Back to articles list Articles Cookbook
11 minutes read

Six Window Function Templates to Save in Your Code Editor

Do you use window functions often enough to know them well but not often enough to remember all the details? Here are six window function codes you should save as templates.

Window functions are a handy SQL option, but it doesn’t mean you use them all the time. Maybe you only use them occasionally; if that’s the case, you probably find yourself needing to refresh your memory every time you use them. It’s easy to forget the nuances of the functions, and you’re pulling your hair out and wondering why the code isn’t working. They say it’s always better to write something down, not remember it!

In the world of SQL, writing down equals saving your templates in the code editor. Why shouldn’t you make your life easier and have a cheat sheet for window functions?

Speaking of cheat sheets, there’s one already. You can print it and have it by your side; that way, you can quickly remember the syntax and how any specific function works. Everything in this cheat sheet, you can also learn and practice in our course on window functions.

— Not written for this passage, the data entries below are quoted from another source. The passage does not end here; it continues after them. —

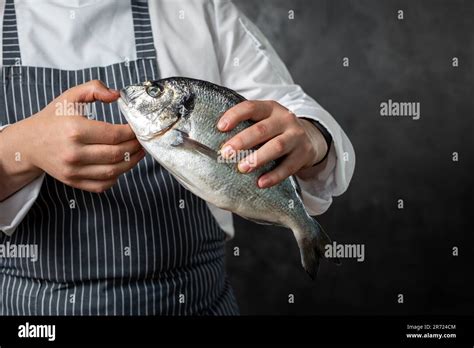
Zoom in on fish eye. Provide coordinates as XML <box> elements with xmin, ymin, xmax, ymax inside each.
<box><xmin>146</xmin><ymin>86</ymin><xmax>163</xmax><ymax>98</ymax></box>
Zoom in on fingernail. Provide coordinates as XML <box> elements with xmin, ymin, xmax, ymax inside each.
<box><xmin>239</xmin><ymin>161</ymin><xmax>250</xmax><ymax>173</ymax></box>
<box><xmin>217</xmin><ymin>119</ymin><xmax>229</xmax><ymax>130</ymax></box>
<box><xmin>258</xmin><ymin>178</ymin><xmax>270</xmax><ymax>188</ymax></box>
<box><xmin>221</xmin><ymin>145</ymin><xmax>235</xmax><ymax>158</ymax></box>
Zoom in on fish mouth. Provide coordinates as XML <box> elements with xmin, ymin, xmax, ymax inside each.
<box><xmin>120</xmin><ymin>89</ymin><xmax>130</xmax><ymax>106</ymax></box>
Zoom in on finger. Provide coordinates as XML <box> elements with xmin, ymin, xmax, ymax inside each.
<box><xmin>238</xmin><ymin>135</ymin><xmax>296</xmax><ymax>173</ymax></box>
<box><xmin>217</xmin><ymin>100</ymin><xmax>273</xmax><ymax>132</ymax></box>
<box><xmin>68</xmin><ymin>179</ymin><xmax>117</xmax><ymax>193</ymax></box>
<box><xmin>78</xmin><ymin>139</ymin><xmax>142</xmax><ymax>164</ymax></box>
<box><xmin>221</xmin><ymin>119</ymin><xmax>283</xmax><ymax>158</ymax></box>
<box><xmin>72</xmin><ymin>150</ymin><xmax>145</xmax><ymax>180</ymax></box>
<box><xmin>258</xmin><ymin>154</ymin><xmax>304</xmax><ymax>188</ymax></box>
<box><xmin>63</xmin><ymin>80</ymin><xmax>120</xmax><ymax>103</ymax></box>
<box><xmin>76</xmin><ymin>118</ymin><xmax>136</xmax><ymax>145</ymax></box>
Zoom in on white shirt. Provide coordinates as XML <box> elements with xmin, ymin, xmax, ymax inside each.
<box><xmin>0</xmin><ymin>0</ymin><xmax>355</xmax><ymax>236</ymax></box>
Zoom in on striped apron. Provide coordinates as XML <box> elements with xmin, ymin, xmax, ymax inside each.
<box><xmin>0</xmin><ymin>0</ymin><xmax>238</xmax><ymax>315</ymax></box>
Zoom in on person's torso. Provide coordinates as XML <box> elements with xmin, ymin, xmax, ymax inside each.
<box><xmin>0</xmin><ymin>0</ymin><xmax>235</xmax><ymax>315</ymax></box>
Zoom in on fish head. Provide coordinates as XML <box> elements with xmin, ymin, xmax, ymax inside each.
<box><xmin>118</xmin><ymin>79</ymin><xmax>194</xmax><ymax>140</ymax></box>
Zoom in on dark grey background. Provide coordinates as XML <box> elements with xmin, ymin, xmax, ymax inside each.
<box><xmin>227</xmin><ymin>0</ymin><xmax>474</xmax><ymax>314</ymax></box>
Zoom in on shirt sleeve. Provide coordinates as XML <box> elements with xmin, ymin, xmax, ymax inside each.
<box><xmin>0</xmin><ymin>125</ymin><xmax>45</xmax><ymax>236</ymax></box>
<box><xmin>214</xmin><ymin>0</ymin><xmax>355</xmax><ymax>215</ymax></box>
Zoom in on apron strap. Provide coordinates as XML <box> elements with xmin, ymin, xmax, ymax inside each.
<box><xmin>131</xmin><ymin>0</ymin><xmax>156</xmax><ymax>59</ymax></box>
<box><xmin>2</xmin><ymin>0</ymin><xmax>156</xmax><ymax>66</ymax></box>
<box><xmin>2</xmin><ymin>0</ymin><xmax>21</xmax><ymax>66</ymax></box>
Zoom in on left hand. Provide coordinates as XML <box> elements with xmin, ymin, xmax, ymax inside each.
<box><xmin>217</xmin><ymin>101</ymin><xmax>328</xmax><ymax>188</ymax></box>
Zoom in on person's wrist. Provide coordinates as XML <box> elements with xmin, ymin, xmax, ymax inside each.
<box><xmin>300</xmin><ymin>118</ymin><xmax>329</xmax><ymax>168</ymax></box>
<box><xmin>8</xmin><ymin>115</ymin><xmax>43</xmax><ymax>175</ymax></box>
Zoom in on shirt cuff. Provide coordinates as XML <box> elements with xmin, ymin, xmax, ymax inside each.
<box><xmin>0</xmin><ymin>124</ymin><xmax>45</xmax><ymax>236</ymax></box>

Having a cheat sheet is good but having it in your code editor is even better.

What Are Window Functions?

You probably remember that window functions do calculations across a set of table rows. This set of rows is called a window or a window frame. All this and much more is explained in a very accessible way in this article.

A window function syntax looks like this:

window_function ([ALL] expression) OVER (
  [PARTITION BY partition_list] 
  [ORDER BY order_list] 
  [window_frame_clause]
)

You see that the window function syntax is rather complicated. It’s easy to forget the details if you’re not using it very often—especially the nuances that differentiate one function from another. Having templates in your code editor is a handy way to write the code much quicker.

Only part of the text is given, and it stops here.